Para él, el potencial que tiene un matemático para contribuir, cambiar cosas y hacerlas mejores es muy grande. 'Es una época en la que la carrera de matemáticas se ha convertido en una de las más populares, sobre todo porque tiene una gran variedad de campos de acción'.
Lo 'chévere', sugiere, es que se aprende a ver el mundo 'con una visión abstracta'. 'Eres muy crítico, argumentas, no tragas entero y eso es muy bueno en esta época. No caes en ese juego'. Pero así como hay cosas buenas, también hay malas. 'Lo malo es esa visión que tiene la comunidad en general de quiénes son los matemáticos y qué hacen, es un temor general que hay'. Una comunidad que, en su concepto, 'ha crecido y tiene un impacto cada vez más grande en la academia'.
Igual capacidad de hombres y mujeres
'Al principio me daba susto no conseguir trabajo', confiesa Valerie Gauthier. Ahora piensa lo contrario. 'Es una carrera bien paga, y somos muy escasos'.

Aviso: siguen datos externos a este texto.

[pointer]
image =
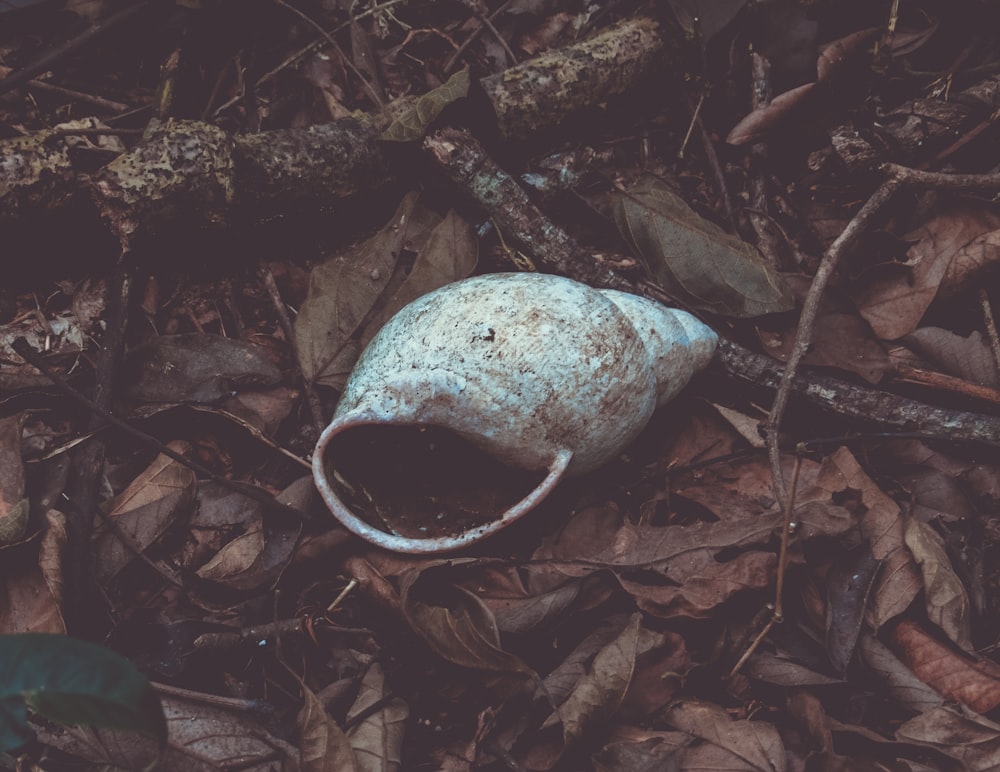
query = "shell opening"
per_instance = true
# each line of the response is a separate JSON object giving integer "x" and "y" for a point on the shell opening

'Ves cómo utilizas las matemáticas aplicadas y las ciencias de la computación a favor de ciertos problemas. Tenemos proyectos con Unicef para hacer ayuda humanitaria utilizando la analítica de datos, por ejemplo', cuenta la matemática a la que un día un oficial en la Aduana de Estados Unidos le preguntó qué hacía y ella le respondió con la verdad. 'Me dijo –yo odiaba a mi profesora de matemáticas–. Es algo de amores y odios', agrega con risas. Tienes la imagen de que eres el ‘geek’ que no es socialmente aceptado'.
Además, recalca que esto no solamente es para hombres, 'pero que tristemente se ve así'. 'Las mujeres tienen las mismas capacidades de los hombres, es un mito que tenemos que derribar'.
Valerie cierra con una frase importante para las nuevas generaciones: 'Los estudiantes se preparan cinco años y van a trabajar por ahí 50 (...) No estudiar matemáticas por susto a estar desempleado o ser profesor no es justo, también hay que romper con ese imaginario'.
Buscar que no sea un dolor de cabeza o tabú
Natalia Hernández es matemática con énfasis en Computación Científica y tiene conoci-miento en biología. 'En la matemática uno consigue respuestas. Es necesario traducir nuestro mundo a datos cuantificables, requerimos de mentes matemáticas que lo hagan', afirma.
Ella siempre ha pensado que 'las matemáticas son poesía'.
Es profesora tiempo completo e investigadora de la Universidad del Norte. En el área académica busca cómo enseñar esto mejor, que no sea tabú y un dolor de cabeza. 'Nuestra realidad es que estamos en la era digital, todo es datos y se deben utilizar y aprovechar'.
Para ella los profesores y tutores marcan en la carrera, dejan huella con su trabajo, pero ante todo con su forma de ser. En su caso, Thordis Thorarinsdottir y Katharina Zweig fueron las encargadas.
'Nosotros somos unos traductores de lo que una gran data puede dar. Cómo resumirlo, sintetizarlo y que nos dé una información adecuada', explica Hernández, que también toca piano como pasatiempo y disfruta del Carnaval cada vez que puede, así como trina de la última temporada de ‘Juego de Tronos’ y ‘Los Vengadores’.